In Guangzhou, previously known as Canton, the dynamism of a global economy is on display. Not only in the towering skyscrapers that line the Pearl River, but in the latest generation of business-savvy 20-somethings.
The MBAs in China with whom I work – to a student – display a cosmopolitan outlook and entrepreneurial spirit that was largely absent a generation ago.
This outlook is leavened with ambition. It carries a healthy Confucian ethos, and a killer capitalist skill set . . . including business presenting designed for multi-national audiences.
Especially Powerful Global Presentations
I’m back in Guangzhou in a week to inculcate global presentation skills to an international clientele proficient in multiple languages. They’re eager to absorb the lessons of Western-style management and embrace the proven techniques of modern industrial and technological wealth production.
As I’ve contended elsewhere, these students comprise a new cadre of global executives. They’re a special breed of 21st Century Managers, unencumbered with outdated notions held over from the industrial revolution.

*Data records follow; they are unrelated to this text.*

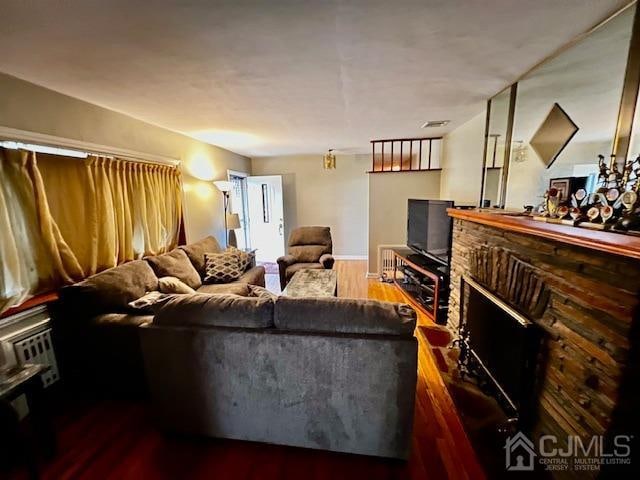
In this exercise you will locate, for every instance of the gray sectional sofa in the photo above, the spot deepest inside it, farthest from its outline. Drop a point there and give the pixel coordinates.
(235, 361)
(97, 332)
(324, 373)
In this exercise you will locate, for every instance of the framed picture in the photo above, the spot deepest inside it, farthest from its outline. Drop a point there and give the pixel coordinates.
(567, 186)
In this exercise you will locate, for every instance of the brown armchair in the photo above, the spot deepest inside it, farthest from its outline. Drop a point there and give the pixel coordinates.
(309, 247)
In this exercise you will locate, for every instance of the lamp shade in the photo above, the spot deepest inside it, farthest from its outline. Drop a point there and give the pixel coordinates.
(233, 221)
(223, 185)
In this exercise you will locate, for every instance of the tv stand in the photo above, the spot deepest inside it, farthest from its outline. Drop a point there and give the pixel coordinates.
(424, 282)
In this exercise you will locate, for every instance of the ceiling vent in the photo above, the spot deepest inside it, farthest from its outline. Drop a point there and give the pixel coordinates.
(435, 123)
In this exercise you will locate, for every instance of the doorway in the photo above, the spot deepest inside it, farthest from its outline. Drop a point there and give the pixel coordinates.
(239, 205)
(266, 216)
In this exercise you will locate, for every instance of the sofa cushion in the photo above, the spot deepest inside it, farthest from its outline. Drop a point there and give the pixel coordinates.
(222, 267)
(216, 310)
(175, 264)
(253, 276)
(196, 251)
(122, 319)
(173, 285)
(340, 315)
(149, 302)
(261, 292)
(111, 290)
(244, 257)
(241, 289)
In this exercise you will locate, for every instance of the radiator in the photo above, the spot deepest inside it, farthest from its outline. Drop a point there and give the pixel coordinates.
(385, 260)
(26, 338)
(38, 348)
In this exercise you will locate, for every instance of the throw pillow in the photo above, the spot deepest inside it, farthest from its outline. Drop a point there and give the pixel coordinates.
(173, 285)
(149, 302)
(221, 267)
(175, 264)
(245, 258)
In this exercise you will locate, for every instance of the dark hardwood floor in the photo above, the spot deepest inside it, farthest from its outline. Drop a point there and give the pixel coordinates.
(117, 439)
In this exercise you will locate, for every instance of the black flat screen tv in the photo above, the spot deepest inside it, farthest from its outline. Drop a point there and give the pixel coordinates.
(429, 228)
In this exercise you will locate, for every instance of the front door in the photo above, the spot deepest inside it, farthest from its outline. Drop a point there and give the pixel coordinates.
(266, 216)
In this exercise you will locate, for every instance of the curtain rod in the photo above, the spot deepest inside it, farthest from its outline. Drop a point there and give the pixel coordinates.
(21, 136)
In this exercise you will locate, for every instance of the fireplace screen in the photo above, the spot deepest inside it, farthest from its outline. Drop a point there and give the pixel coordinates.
(498, 346)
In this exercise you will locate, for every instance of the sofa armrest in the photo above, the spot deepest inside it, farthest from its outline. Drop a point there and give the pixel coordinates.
(327, 261)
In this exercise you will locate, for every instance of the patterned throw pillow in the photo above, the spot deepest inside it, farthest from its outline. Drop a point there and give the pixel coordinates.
(245, 258)
(221, 267)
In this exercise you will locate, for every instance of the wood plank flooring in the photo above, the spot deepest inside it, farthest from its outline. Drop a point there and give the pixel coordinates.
(118, 439)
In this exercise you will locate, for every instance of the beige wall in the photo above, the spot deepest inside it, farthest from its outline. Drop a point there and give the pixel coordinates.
(462, 162)
(28, 107)
(388, 195)
(315, 196)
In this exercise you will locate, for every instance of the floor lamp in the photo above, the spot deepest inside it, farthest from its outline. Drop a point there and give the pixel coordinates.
(225, 187)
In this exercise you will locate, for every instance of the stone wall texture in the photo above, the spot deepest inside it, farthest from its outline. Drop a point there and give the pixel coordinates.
(588, 377)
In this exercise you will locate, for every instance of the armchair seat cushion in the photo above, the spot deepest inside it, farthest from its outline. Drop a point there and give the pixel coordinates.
(253, 276)
(309, 248)
(296, 267)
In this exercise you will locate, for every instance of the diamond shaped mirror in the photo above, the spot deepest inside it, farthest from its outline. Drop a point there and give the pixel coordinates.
(553, 135)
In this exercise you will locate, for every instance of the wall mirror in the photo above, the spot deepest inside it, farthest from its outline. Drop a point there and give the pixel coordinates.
(586, 82)
(496, 155)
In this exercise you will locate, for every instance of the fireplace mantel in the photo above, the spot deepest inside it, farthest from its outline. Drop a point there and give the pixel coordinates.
(587, 317)
(607, 242)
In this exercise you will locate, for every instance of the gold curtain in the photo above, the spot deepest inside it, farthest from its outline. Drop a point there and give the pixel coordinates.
(63, 219)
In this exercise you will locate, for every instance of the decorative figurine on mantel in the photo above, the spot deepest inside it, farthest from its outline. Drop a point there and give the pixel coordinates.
(613, 206)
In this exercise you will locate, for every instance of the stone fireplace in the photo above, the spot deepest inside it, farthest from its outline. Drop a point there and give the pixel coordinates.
(584, 301)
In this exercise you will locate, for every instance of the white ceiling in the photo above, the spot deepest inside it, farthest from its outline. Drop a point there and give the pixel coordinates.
(285, 77)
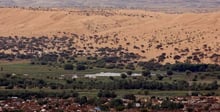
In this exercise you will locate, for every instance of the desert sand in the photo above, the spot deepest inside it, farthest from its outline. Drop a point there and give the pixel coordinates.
(149, 34)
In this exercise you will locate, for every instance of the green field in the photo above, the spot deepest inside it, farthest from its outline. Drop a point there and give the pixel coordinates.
(43, 71)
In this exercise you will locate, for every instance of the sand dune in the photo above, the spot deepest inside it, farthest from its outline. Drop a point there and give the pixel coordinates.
(146, 30)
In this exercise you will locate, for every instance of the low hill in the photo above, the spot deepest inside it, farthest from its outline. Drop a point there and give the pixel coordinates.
(193, 37)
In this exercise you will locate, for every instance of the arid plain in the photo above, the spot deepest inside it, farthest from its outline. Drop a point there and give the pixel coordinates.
(184, 37)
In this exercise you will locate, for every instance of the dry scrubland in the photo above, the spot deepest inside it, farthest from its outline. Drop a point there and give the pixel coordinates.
(193, 37)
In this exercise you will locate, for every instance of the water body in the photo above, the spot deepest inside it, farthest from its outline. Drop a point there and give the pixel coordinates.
(148, 4)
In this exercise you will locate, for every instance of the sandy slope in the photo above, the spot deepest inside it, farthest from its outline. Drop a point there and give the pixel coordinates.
(139, 28)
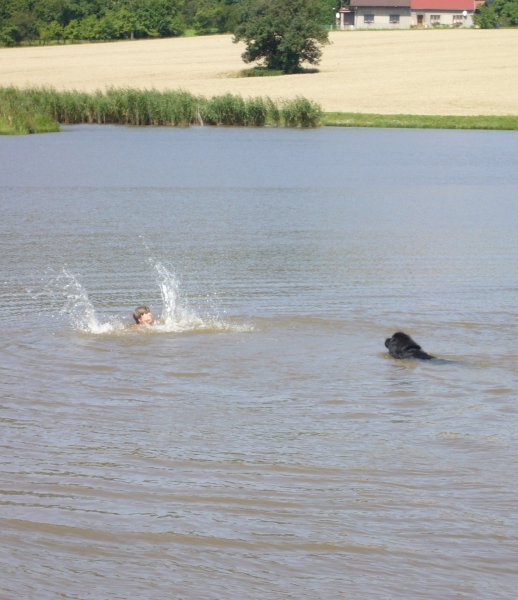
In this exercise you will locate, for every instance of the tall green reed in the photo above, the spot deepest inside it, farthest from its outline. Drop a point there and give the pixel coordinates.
(148, 108)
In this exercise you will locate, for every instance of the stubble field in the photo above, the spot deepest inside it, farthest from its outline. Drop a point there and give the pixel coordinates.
(438, 72)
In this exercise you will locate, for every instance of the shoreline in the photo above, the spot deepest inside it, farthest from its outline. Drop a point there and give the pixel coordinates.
(415, 72)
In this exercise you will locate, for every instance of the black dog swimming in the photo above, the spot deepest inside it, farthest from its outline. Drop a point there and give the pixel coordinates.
(401, 345)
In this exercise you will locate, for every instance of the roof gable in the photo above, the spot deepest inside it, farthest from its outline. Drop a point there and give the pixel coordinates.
(442, 5)
(381, 3)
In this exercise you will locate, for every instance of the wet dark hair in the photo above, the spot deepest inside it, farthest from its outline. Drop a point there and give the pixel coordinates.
(139, 311)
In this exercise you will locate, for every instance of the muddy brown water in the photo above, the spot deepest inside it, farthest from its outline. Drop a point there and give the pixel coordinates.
(258, 442)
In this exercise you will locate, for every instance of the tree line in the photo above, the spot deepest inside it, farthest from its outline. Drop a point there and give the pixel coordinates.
(45, 21)
(497, 13)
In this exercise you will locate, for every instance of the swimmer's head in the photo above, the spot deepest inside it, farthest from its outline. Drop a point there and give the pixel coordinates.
(143, 315)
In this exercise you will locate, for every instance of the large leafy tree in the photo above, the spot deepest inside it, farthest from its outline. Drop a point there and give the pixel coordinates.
(497, 13)
(282, 33)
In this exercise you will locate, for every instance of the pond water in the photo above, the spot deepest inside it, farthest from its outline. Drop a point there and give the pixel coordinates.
(258, 441)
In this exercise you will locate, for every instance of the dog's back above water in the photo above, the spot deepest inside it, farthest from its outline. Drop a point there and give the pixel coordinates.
(401, 345)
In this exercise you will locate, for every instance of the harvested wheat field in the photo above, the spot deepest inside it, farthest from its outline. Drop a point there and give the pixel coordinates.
(435, 72)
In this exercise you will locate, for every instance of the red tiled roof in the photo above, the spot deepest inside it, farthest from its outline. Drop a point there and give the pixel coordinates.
(442, 5)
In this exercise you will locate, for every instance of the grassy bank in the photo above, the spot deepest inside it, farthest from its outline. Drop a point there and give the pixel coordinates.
(419, 121)
(36, 110)
(42, 110)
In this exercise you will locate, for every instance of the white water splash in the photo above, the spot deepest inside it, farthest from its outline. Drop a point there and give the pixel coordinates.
(177, 315)
(79, 308)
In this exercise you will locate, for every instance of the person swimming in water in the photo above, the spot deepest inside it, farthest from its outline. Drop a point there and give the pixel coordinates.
(143, 315)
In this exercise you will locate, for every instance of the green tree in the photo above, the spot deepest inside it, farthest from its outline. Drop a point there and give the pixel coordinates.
(497, 13)
(282, 33)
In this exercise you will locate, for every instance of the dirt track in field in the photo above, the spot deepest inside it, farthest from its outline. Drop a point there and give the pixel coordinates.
(446, 72)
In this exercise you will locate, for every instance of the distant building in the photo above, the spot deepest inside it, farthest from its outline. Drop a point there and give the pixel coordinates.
(406, 14)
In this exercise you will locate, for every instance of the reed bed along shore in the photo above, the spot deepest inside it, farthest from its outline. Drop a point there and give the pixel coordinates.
(36, 110)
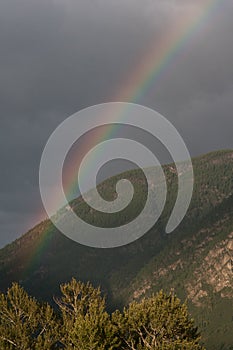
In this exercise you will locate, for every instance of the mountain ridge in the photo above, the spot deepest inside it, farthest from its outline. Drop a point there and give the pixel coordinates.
(195, 260)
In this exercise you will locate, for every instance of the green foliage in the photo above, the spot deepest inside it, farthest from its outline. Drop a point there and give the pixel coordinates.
(160, 322)
(24, 323)
(85, 323)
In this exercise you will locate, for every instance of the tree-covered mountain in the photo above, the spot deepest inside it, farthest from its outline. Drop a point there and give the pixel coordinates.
(196, 260)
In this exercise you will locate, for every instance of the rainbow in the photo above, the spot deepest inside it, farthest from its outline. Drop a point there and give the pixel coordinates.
(154, 66)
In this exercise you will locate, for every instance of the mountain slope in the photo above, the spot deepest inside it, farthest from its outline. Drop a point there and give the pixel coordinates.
(196, 259)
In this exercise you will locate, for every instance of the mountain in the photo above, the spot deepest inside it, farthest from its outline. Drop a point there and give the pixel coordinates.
(196, 260)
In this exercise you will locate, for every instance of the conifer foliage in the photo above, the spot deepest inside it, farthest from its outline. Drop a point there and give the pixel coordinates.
(82, 323)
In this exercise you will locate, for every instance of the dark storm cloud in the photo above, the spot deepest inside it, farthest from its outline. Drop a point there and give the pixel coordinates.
(60, 56)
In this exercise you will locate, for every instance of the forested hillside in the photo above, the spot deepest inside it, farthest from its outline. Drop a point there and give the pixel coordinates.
(196, 260)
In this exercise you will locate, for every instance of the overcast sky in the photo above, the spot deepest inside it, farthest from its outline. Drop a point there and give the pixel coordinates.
(60, 56)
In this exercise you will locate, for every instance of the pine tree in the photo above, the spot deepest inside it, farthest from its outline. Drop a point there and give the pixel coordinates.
(160, 322)
(85, 323)
(24, 323)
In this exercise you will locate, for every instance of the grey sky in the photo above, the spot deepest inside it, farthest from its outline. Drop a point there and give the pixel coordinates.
(59, 56)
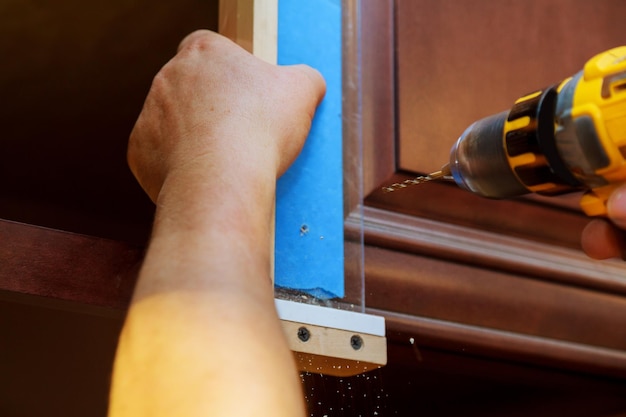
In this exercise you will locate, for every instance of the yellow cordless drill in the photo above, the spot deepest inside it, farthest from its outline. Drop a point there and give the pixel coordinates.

A cadre imbued with the qualities of . . .
Flexibility and Adaptability
Personal and Professional Aligned Strategic Focus
A Global Presentation Advantage
Young managers who can deliver especially powerful presentations in a second or third language for a Global Presentation Advantage.
Now that’s advantage.
And with an incredible hunger to become the best business presenters possible, who embrace the range of instruction found in The Guide to Business School Presenting . . . quite revolutionary to the Chinese education system.
China is an economic dragon on the cusp of a genuine Great Economic Leap Forward.
In the coming three weeks, I’ll be posting from Guangzhou and Beijing and, one hopes, revealing presentation secrets from the Middle Kingdom.